AUTHOR=Han Songling , Zhu Wei , Yang Weili , Guan Qijie , Chen Chao , He Qiang , Zhong Zhuoheng , Zhao Ruoke , Xiong Hangming , Han Haote , Li Yaohan , Sun Zijian , Hu Xingjiang , Tian Jingkui TITLE=A Prognostic Signature Constructed by CTHRC1 and LRFN4 in Stomach Adenocarcinoma JOURNAL=Frontiers in Genetics VOLUME=12 YEAR=2021 URL=https://www.frontiersin.org/journals/genetics/articles/10.3389/fgene.2021.646818 DOI=10.3389/fgene.2021.646818 ISSN=1664-8021 ABSTRACT=Background

Stomach adenocarcinoma (STAD) is the most common histological type of stomach cancer, which causes a considerable number of deaths worldwide. This study aimed to identify its potential biomarkers with the notion of revealing the underlying molecular mechanisms.

Methods

Gene expression profile microarray data were downloaded from the Gene Expression Omnibus (GEO) database. The “limma” R package was used to screen the differentially expressed genes (DEGs) between STAD and matched normal tissues.

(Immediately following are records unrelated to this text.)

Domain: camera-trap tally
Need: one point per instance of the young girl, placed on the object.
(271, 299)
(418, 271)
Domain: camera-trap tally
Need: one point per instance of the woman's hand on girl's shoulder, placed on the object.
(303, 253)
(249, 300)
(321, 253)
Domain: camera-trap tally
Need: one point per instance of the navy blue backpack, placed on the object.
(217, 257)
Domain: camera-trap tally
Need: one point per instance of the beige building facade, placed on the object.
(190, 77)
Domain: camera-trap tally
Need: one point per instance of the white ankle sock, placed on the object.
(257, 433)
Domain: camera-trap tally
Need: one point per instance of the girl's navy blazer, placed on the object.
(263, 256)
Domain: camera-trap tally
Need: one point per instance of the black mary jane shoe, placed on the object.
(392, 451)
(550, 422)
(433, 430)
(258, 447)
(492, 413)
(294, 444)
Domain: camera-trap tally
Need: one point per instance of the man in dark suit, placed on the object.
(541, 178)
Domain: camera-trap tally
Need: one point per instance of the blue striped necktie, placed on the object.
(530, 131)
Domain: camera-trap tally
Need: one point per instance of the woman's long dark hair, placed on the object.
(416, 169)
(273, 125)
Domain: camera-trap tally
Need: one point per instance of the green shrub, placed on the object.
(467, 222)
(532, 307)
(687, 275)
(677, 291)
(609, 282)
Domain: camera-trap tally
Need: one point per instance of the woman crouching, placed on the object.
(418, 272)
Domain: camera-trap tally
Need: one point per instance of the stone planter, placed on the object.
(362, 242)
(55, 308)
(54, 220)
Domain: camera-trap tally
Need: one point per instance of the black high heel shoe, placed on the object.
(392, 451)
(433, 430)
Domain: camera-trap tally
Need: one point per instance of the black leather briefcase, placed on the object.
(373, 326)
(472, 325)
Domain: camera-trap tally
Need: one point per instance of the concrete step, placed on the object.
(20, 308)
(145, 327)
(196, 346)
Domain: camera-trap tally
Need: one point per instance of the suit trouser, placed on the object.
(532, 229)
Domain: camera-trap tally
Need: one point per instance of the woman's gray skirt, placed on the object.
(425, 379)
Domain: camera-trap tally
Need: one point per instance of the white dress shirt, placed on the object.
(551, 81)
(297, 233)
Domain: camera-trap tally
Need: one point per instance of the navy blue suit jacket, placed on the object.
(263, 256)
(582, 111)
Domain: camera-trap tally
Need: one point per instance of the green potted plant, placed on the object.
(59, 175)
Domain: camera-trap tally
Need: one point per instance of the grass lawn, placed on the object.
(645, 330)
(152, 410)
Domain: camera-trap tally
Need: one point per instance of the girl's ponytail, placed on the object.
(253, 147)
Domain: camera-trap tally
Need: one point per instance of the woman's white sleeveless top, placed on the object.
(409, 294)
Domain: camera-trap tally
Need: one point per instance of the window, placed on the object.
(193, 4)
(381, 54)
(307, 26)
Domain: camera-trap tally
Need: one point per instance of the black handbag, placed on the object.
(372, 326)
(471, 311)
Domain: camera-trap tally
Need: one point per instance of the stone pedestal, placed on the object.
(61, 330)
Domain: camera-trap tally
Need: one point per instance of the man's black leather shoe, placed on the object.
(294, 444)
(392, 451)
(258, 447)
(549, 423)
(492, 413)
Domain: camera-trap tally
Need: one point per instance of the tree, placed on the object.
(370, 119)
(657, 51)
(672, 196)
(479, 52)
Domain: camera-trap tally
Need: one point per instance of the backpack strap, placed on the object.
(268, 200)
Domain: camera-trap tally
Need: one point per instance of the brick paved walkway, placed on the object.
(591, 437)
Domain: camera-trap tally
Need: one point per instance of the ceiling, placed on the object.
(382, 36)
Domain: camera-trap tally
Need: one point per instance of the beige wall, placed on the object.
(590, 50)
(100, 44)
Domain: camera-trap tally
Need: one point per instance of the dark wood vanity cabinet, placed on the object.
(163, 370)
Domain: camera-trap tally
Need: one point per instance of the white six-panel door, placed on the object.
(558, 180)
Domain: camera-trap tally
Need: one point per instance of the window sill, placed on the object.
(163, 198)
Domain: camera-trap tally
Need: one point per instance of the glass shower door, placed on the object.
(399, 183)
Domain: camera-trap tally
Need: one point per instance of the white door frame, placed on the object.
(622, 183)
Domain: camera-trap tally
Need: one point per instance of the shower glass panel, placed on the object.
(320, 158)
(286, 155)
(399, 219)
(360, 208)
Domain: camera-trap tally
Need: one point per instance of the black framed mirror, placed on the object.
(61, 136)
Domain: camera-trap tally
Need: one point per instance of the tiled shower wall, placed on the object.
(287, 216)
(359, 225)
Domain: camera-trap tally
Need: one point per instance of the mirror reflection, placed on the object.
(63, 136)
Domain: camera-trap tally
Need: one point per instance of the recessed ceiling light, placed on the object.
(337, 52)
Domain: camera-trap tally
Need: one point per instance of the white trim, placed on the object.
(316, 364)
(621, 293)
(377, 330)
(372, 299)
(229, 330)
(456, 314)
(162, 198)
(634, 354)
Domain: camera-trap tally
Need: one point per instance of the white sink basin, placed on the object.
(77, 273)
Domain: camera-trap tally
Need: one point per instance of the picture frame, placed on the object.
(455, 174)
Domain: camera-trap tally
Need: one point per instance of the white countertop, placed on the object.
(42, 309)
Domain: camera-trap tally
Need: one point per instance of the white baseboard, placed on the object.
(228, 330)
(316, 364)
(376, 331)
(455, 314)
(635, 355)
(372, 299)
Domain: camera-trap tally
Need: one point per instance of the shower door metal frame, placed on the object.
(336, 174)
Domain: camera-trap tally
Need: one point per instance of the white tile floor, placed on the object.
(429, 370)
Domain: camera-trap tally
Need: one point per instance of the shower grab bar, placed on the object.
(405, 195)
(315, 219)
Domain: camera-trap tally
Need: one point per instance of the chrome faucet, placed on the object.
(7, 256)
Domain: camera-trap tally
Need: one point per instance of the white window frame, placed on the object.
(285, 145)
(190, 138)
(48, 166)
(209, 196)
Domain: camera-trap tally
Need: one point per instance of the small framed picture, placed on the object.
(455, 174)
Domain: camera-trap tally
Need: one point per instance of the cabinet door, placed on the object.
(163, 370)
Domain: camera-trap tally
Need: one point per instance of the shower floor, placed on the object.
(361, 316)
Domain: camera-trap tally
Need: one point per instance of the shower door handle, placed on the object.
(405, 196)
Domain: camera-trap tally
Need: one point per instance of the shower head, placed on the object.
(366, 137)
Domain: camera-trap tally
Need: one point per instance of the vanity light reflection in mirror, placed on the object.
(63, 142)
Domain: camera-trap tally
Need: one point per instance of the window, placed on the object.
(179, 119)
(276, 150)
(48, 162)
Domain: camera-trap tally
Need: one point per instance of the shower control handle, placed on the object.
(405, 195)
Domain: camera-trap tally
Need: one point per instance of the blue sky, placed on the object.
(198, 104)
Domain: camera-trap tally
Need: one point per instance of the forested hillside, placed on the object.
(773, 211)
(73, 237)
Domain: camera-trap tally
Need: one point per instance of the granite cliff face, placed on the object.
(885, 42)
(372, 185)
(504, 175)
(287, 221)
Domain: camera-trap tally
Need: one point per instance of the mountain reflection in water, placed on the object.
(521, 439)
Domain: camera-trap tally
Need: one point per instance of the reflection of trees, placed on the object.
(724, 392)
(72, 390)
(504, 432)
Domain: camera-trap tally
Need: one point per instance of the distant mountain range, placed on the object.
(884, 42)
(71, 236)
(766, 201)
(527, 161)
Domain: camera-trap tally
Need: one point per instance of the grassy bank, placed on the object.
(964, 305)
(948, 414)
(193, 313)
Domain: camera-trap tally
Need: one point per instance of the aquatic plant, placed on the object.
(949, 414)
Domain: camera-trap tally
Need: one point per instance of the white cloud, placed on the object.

The Database for Annotation, Visualization, and Integrated Discovery (DAVID) was used for function enrichment analyses of DEGs. The STAD dataset from The Cancer Genome Atlas (TCGA) database was used to identify a prognostic gene signature, which was verified in another STAD dataset from the GEO database. CIBERSORT algorithm was used to characterize the 22 human immune cell compositions. The expression of LRFN4 and CTHRC1 in tissues was determined by quantitative real-time PCR from the patients recruited to the present study.

Results

Three public datasets including 90 STAD patients and 43 healthy controls were analyzed, from which 44 genes were differentially expressed in all three datasets. These genes were implicated in biological processes including cell adhesion, wound healing, and extracellular matrix organization. Five out of 44 genes showed significant survival differences. Among them, CTHRC1 and LRFN4 were selected for construction of prognostic signature by univariate Cox regression and stepwise multivariate Cox regression in the TCGA-STAD dataset. The fidelity of the signature was evaluated in another independent dataset and showed a good classification effect. The infiltration levels of multiple immune cells between high-risk and low-risk groups had significant differences, as well as two immune checkpoints. TIM-3 and PD-L2 were highly correlated with the risk score. Multiple signaling pathways differed between the two groups of patients. At the same time, the expression level of LRFN4 and CTHRC1 in tissues analyzed by quantitative real-time PCR were consistent with the in silico findings.

Conclusion

The present study constructed the prognostic signature by expression of CTHRC1 and LRFN4 for the first time via comprehensive bioinformatics analysis, which provided the potential therapeutic targets of STAD for clinical treatment.